Podcast Summary
Podcast: Scrum Master Toolbox Podcast
Episode: When AI Decisions Go Wrong at Scale—And How to Prevent It With Ran Aroussi
Host: Vasco Duarte
Guest: Ran Aroussi
Date: February 16, 2026
Episode Overview
This special bonus episode explores a crucial and timely topic: how to ensure transparency, observability, and governance in AI systems—especially as these systems become more autonomous and the scale (and risks) of wrong decisions grows.

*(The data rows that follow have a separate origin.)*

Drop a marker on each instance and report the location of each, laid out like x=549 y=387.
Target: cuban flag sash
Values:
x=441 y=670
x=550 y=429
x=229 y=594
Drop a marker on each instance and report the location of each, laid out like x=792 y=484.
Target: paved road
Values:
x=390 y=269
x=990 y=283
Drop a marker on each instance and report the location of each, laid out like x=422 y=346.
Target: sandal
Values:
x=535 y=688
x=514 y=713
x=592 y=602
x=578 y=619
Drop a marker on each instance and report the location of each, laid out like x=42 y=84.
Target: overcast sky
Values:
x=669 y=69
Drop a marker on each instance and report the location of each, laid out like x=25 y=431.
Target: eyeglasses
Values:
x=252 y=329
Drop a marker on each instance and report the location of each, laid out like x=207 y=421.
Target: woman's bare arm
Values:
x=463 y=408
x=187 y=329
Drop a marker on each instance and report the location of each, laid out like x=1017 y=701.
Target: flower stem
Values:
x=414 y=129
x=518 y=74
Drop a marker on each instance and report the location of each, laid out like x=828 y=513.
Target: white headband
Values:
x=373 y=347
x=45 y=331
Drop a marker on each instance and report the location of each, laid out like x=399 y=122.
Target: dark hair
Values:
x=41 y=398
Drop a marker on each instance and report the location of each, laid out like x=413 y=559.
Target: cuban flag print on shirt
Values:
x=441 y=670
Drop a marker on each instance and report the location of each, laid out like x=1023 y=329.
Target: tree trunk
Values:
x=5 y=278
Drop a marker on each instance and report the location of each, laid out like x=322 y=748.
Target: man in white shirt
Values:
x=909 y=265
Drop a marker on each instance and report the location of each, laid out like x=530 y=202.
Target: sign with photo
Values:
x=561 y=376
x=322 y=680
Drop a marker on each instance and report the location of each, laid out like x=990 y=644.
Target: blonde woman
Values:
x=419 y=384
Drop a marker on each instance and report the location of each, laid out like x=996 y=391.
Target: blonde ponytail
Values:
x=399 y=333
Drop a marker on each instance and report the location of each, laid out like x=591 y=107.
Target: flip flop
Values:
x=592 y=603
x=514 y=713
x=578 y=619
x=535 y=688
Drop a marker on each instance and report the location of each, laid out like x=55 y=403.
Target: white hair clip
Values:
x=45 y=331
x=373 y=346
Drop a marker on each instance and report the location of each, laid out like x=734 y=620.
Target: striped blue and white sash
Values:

Guest Ran Aroussi, founder of Muxi and author of Production Grade Agentic AI, shares hard-won lessons and actionable advice for keeping AI aligned with human goals in real-world production contexts.
Key Discussion Points & Insights
1. Ran Aroussi’s Origin Story and Perspectives on AI at Scale
- Ran’s Background: Spanning 35+ years, from programming as a teenager to building tools for finance and edtech, and now focusing on production-ready AI agents.
- “I started when I was 13... all through the EdTech space...writing algorithms for online media exchanges... I've created why Finance, which is the library to download stock information.” (03:37)
- Why AI is a Different Challenge: The leap from cool AI demos to real, large-scale production deployment is massive.
- “I've watched well-designed agents make perfectly reasonable decisions... but in a context where the decision was catastrophically wrong, and there was really no way of knowing what had happened until the damage was already there.” (07:30)
2. The Heart of the Problem: Non-Determinism and Unpredictability
- AI’s Non-deterministic Nature: An AI doesn’t behave like traditional, deterministic software—even repeated inputs can yield subtly different outputs.
- “With AI... your software expected a specific output format, then it’s not working anymore.” (11:37)
- User Input Complexity: Real users introduce infinite variability and edge cases that can’t be anticipated in testing.
- “When you deploy a system in production, you have users with... unimaginary different use cases and different problems...the AI suddenly start bringing in completely different answers and behaves a lot differently.” (10:03)
- Testing Limits: The language-driven ‘input space’ is essentially infinite, making exhaustive pre-release testing impossible.
- “The input space for AI systems is practically infinite because it's language, you can never test it.” (12:38)
3. Layers of Safety: Observability, Guardrails, and Logging
Guardrails are Essential but Not Enough
- Guardrails are Only One Layer:
- “Guardrails... It has to be a multi layered system that protects output.” (13:18)
- “First off, you need to... lock the version of the model that you're working with... and then you also need to put in the guardrails.” (13:20)
- Deterministic Filters and Firewalls: Use additional checks that automatically block inappropriate or dangerous outputs.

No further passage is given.